Bronte-saurus swims good. I know this because of the time I taught her to do a cannonball, and then I beat her in a race across the pool. It was a great day, but it got a little scary because she saw all that stuff on Brew’s body—the stuff we’re not allowed to talk about, like my secret identity. She wanted to know how he got all the bruises—she thought it was Uncle Hoyt hitting him and stuff.

“Cody, does Uncle Hoyt beat me?” Brew asked me while looking in my eyes. “Tell the truth.”

And so I did just like he wanted. I told the truth.

“No,” I told Bronte-saurus, “Uncle Hoyt’s afraid of Brewster,” which is God’s honest truth. Uncle Hoyt never hits Brew…but that’s only a half of what the truth is, and a half-truth is worse than a lie cuz it’s harder to figure out.

I could tell she knew something, but she didn’t know what she knew. I could also tell that Brew wanted her all lost and confused about it, which meant they weren’t inside each other’s brains as much as I thought, which made me feel good.
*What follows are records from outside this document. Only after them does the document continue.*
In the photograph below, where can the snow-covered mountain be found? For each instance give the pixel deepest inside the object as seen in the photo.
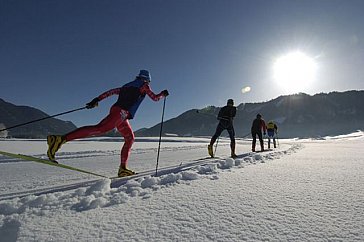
(299, 115)
(11, 115)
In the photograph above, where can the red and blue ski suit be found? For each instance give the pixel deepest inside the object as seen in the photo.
(130, 97)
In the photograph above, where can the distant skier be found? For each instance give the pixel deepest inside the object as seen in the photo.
(257, 127)
(226, 116)
(272, 131)
(130, 97)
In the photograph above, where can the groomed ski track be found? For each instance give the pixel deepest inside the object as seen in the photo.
(117, 182)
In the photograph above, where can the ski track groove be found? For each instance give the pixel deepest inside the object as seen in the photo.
(249, 157)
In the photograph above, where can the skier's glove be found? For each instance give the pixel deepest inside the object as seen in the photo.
(165, 93)
(93, 103)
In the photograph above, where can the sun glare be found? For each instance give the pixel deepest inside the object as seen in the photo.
(295, 71)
That day at the pool was fine and sunny and cold, just like the day I’d jumped off the roof. That was back in first grade before I had any sense. See, I was tryin’ to work my way up to it bit by bit. First I jumped from a chair, then I jumped from the porch, then I practiced jumping from the kitchen window over and over till I could do it and land on my feet easy.

The next step was the roof. That’s what you call logic.

So I got the ladder out of the shed and climbed up there, and I guess when I was climbin’ that’s when Brew got home from Saturday school—which he goes to a lot since he’s always getting tardies because of the times Uncle Hoyt gets odd and won’t let him leave the house in the morning.

The thing is, that day I took the ladder and climbed up on the roof, I didn’t even know Brew was home. Wasn’t like I did it on purpose. Wasn’t like I knew we’d get hurt.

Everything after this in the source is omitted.